The problem that arises from becoming deeply involved with the people around us is that men who are looking for companionship often don’t set many boundaries before they set out. Besides respecting woman who we may pursue romantically, men who struggle with SSA also have to establish healthy boundaries with the men in their lives.
Valentine’s Day, as I mentioned before, is a day that promotes and pushes romance and can leave many men seeking it in the wrong ways. Porn becomes a convenient way of finding potent, though disillusioned, feelings of intimacy. What about the men around us though? Are we making an effort to guard their integrity? Do we choose to look at them with pure eyes or give them the respect of space and privacy when needed?
I ask these questions knowing that for many of you, the men around you are unaware of your same-sex attraction. I’d encourage you to be open with the men you spend time with. Failing to do so, especially with the men who you go deep into friendship with, can be dangerous for both hearts. Not knowing that they are vulnerable with someone who is attracted to them can make men feel duped. Not being transparent with good friends can leave us who have SSA feeling dishonest and misunderstood.
Here are my suggestions for some boundaries to establish this February:
- If you’re going to be alone with someone of the same gender, they should know about your SSA. Of course, do I think you need to bring up everything about your SSA when you give someone a lift to the gym? No. But, if you’re going to stay at someone’s apartment and it’s just the two of you, maybe it’s a conversation worth having.
- If you’re attracted to men who you keep accountable in areas like sexual purity, consider whether that is a healthy decision or not. Of course, if you back out of accountability, you shouldn’t just dump them. Be honest- they’ll most likely respect you all the more for showing such concern for them. If keeping them accountable honestly has no effect on you, then keep it up.

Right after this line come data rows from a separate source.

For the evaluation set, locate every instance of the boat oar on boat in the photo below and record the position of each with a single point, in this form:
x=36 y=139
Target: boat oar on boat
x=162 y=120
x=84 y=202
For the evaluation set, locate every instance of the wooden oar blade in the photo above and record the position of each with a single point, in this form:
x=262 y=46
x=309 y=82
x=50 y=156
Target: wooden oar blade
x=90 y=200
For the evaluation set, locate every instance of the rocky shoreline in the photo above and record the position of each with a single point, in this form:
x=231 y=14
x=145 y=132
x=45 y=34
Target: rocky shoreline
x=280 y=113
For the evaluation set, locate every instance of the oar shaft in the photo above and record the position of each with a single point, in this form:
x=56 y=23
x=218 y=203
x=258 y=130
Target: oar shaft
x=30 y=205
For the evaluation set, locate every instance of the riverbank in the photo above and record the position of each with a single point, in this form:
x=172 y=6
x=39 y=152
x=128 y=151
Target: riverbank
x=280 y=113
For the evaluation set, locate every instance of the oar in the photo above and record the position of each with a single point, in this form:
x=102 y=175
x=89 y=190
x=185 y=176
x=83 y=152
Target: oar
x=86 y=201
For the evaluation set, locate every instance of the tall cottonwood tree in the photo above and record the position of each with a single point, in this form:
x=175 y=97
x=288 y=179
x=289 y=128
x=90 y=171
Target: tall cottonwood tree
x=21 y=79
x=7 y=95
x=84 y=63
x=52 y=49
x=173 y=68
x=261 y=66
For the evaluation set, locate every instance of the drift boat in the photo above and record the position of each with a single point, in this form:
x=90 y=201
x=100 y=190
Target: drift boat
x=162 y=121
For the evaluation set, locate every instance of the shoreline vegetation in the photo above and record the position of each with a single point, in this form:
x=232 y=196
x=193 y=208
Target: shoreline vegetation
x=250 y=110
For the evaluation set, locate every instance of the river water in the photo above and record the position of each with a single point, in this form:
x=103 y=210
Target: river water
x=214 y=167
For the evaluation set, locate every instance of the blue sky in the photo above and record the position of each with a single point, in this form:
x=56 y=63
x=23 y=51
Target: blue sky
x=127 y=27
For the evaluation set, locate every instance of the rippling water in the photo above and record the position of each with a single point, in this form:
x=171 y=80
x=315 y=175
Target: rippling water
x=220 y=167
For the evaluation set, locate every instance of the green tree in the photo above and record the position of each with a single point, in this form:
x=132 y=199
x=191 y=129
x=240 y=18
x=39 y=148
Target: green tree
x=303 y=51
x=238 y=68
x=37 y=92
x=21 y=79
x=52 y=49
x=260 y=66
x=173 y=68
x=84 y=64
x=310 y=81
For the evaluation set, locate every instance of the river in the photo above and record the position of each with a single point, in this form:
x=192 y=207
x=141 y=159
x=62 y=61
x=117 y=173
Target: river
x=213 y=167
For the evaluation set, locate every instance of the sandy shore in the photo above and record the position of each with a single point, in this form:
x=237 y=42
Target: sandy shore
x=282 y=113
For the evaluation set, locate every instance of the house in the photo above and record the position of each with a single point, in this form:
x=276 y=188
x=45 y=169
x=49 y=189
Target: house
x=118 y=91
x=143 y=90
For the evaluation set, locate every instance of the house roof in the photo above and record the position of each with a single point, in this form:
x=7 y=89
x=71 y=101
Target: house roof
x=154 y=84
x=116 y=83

- Don’t just keep physical boundaries. If you feel like you are constantly seeking comfort or validation from men around you or one particular guy, then consider that you may be attracted to them and you may owe them your honesty about your SSA so that they can care for you responsibly. This also pertains if you are the one who is always seeking to care for the men around you- be careful you aren’t looking at them affectionately in a way that could be damaging if they knew about your SSA.
These are just suggestions and I would love to have some comments to hear what people think and how they have established as boundaries with the men around them. Either way, I think transparency is more often than not a good thing.
Valentine’s Day can bring up a lot of seeking for love and affection, validation and care. When you’re in relationship with the men around you, be sure to respect them by being open with them about how you’re really feeling. You may find that rather than putting them off, your friendship not only becomes healthier but much, much stronger.